Given that the PCA model effectively reduces multidimensional quantitative data into a smaller set of underlying components and is frequently employed for weight determination, this study utilized PCA to identify the optimal combination of factors for RE development. Three principal components were extracted, with eigenvalues of 3.142, 1.566, and 1.023 (see
Table 6), accounting for 39.27%, 19.58%, and 12.78% of the total variance, respectively (see
Table 7 and
Figure 2).
5.4.2. Composite Score Coefficients and Weights
The composite score coefficients and weights for each RE source indicate their relative contributions to total RE generation. As shown in
Table 6, OSW has the highest composite score coefficient (0.3619) and weight (14.86%), followed by SP (0.3398; 13.95%) and GE (0.3375; 13.85%), indicating that these three sources are the leading contributors to total RE generation. SB (0.3238; 13.29%) also has a notable contribution, whereas WTE (0.3032; 12.45%) and CH (0.2592; 10.64%) contribute moderately. OWP (0.2540; 10.43%) and BG (0.2567; 10.54%) contribute relatively less.
5.4.3. Implications for the Optimal RE Mix
These results highlight that the optimal renewable energy mix should prioritize OSW, SP, and GE while incorporating other sources to achieve a balanced, efficient, and sustainable RE generation strategy. The PCA findings complement the stepwise regression analysis, providing a comprehensive perspective on the contributions of all RE sources and supporting informed decision-making for strategic energy development.
5.5. Comparison of the SRA Regression and PCA Results
Both stepwise SRA and PCA reveal complementary insights into contributions of RE sources to total RE generation, but differ in some salient ways. First, there is the difference in stress on and the ranking of sources.

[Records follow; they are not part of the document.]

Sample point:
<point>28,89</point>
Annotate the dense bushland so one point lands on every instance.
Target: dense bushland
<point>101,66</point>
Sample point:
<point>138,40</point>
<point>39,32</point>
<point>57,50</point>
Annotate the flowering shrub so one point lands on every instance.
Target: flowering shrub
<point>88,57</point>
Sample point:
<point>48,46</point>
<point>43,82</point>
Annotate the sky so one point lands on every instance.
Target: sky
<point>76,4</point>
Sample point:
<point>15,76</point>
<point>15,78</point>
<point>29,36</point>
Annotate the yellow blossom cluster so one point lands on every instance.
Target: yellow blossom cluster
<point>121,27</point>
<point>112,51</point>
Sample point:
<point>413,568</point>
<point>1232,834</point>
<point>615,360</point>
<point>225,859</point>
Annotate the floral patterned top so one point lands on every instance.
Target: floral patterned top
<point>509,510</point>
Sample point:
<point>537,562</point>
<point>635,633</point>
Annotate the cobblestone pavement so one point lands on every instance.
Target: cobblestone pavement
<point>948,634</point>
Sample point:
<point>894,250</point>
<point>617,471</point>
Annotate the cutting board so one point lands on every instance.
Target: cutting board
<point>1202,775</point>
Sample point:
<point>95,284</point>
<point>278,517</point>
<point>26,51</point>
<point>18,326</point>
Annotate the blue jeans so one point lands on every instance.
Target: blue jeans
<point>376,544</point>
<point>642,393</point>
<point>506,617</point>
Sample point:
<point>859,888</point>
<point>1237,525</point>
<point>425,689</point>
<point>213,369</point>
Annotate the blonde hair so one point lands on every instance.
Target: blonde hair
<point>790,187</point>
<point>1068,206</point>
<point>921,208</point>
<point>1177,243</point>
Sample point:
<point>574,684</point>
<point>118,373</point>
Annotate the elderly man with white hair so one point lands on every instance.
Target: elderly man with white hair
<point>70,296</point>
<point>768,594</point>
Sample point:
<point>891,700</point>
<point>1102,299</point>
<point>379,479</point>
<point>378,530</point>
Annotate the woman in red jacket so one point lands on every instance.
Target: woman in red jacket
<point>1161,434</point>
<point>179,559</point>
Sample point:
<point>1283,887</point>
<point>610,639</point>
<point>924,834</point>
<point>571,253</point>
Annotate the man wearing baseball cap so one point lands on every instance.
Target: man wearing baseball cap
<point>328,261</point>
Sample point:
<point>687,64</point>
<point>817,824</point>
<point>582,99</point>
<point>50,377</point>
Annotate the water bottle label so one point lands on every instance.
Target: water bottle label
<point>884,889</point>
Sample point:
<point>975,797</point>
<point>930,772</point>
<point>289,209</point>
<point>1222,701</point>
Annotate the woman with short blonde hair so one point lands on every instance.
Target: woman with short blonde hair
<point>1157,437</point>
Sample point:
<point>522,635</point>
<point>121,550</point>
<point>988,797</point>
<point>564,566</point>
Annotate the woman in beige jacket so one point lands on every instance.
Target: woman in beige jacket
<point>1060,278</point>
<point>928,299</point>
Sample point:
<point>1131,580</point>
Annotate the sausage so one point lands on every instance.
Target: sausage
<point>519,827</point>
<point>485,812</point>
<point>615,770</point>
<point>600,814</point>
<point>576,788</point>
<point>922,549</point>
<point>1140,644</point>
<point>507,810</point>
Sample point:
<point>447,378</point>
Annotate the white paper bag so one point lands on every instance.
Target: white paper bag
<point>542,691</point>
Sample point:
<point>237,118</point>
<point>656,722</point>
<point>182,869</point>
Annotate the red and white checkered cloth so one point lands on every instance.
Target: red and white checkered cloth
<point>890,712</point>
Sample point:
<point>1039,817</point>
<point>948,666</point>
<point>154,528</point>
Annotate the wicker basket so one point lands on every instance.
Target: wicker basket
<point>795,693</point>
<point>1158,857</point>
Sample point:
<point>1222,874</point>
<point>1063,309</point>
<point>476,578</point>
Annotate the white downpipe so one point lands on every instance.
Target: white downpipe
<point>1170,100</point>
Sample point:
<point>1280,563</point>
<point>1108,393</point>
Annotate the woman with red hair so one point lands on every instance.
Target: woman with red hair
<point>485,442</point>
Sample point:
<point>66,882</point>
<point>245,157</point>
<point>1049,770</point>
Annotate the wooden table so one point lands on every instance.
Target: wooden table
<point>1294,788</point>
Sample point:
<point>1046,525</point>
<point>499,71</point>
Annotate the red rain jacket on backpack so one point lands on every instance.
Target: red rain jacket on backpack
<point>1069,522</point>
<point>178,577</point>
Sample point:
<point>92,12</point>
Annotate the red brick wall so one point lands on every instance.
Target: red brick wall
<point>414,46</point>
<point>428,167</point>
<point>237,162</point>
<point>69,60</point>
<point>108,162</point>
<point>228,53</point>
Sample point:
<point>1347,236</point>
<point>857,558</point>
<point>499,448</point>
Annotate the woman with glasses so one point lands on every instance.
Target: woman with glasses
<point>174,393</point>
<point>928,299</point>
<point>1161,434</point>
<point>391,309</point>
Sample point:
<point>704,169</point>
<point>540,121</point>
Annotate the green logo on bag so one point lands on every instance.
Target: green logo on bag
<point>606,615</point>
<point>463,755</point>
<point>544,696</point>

Using SRA results, it is the case that SP contributes a dominant share to the total RE, followed by the OWP and CH. All three of these resources are statistically significant and positive in terms of total RE generation, which means they are impact factors under limited-resource and abundant-resource conditions. The SRA model does not include GE as a consideration due to multicollinearity constraints. It seemed not to contribute much to the regression model.
In contrast, the PCA results show the relative variance contribution of all eight RE sources, the top three being OSW, SP, and GE. Moreover, OSW has the highest composite score coefficient and weight. The difference is due to the fact that PCA captures all variables and their linear combinations that account for maximum variance. Meanwhile, SRA captures the effect of selected variables on total RE generation while controlling multicollinearity. In addition to the influence of other sources, PCA extends other contributions, such as that of SB and WTE, which are less significant than OSW, SP, or GE but are still non-negligible in the collective total RE generation mix.